Art21 New York Close Up

Weekly Roundup

Ursula von Rydingsvard

Ursula von Rydingsvard, "Bowl with Fingers," 2007–2008. © Ursula von Rydingsvard. Courtesy the artist and Galerie Lelong. Photograph by Rosalyn and Michael Bodycomb.

In this week’s roundup, Ursula von Rydingsvard is obsessed with wood, Do-Ho Suh incites dreaming, Andrea Zittel explores fragmented patterning, LaToya Ruby Frazier takes on Levi’s, and more.

  • Do-Ho Suh‘s “Staircase – Pulitzer Version” is on view at the Pulitzer Foundation for the Arts (St.
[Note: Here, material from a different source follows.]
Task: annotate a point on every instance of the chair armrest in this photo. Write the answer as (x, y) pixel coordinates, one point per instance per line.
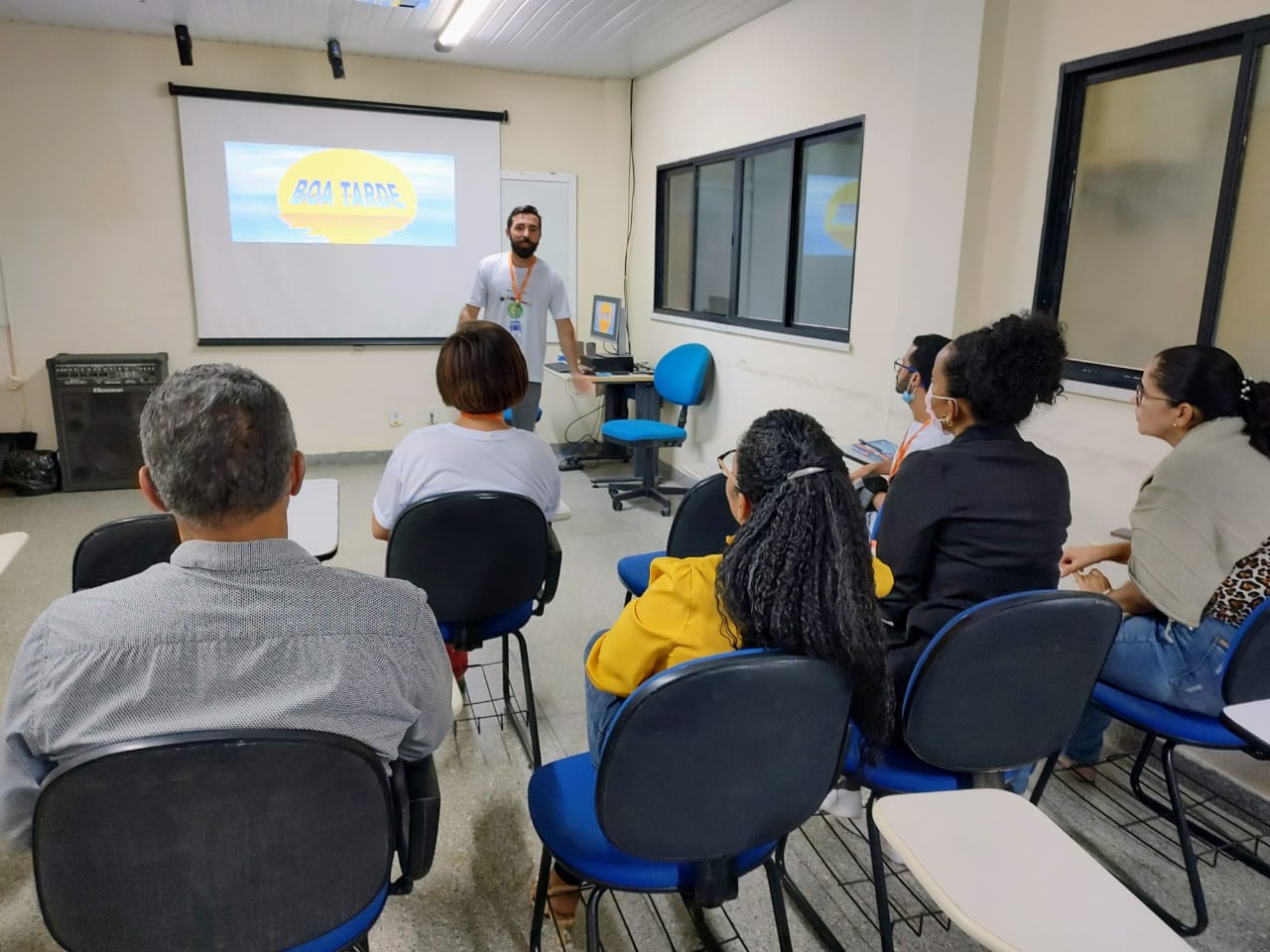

Louis).  This is part of Dreamscapes, an exhibition that incites questions about the act of dreaming – a succession of thoughts, images, sounds or emotions, which the mind experiences during sleep.  A free web catalogue is also available.  The show closes August 13.
  • Carrie Mae Weems‘s photography will soon be on view at the Flomenhaft Gallery (NYC) as part of the Portraits Group Exhibition.  Combining photographs with texts of African American lore, Weems reaches out to the earliest times when slaves were brought to America.  The exhibition opens on August 12.
  • Andrea Zittel is currently featured in Pattern of Habit at Sprüth Magers Berlin (Germany).  Zittel’s new work examines how “psychological structures, thought systems and beliefs are manifested as physical objects in the world that we create around ourselves.”  The show is an exploration of fragmented patterning and ways that people order and compartmentalize time.  This exhibition is on view through September 10.
  • Ursula von Rydingsvard has work on view at the DeCordova Museum’s sculpture park in Massachusetts.  Ursula von Rydingsvard: Sculpture features the artist’s obsession with raw, fragrant cedar wood.  Her woodwork is part of a connection to a long line of Polish peasant farmers for whom wood provided basic shelter and tools to work the land.  This exhibition runs through August 28.
  • Mark your calendars.  The Museum of Contemporary Art Chicago will house post-emerging contemporary artists beginning with Rashid Johnson in Spring 2012.  Rashid Johnson: Message to Our Folks is the artist’s first major museum solo exhibition.  Johnson’s work explores legacies of black intellectual and popular figures through various media rooted in his identity as a black man in the U.S.  The show will run April 7 – August 5, 2012.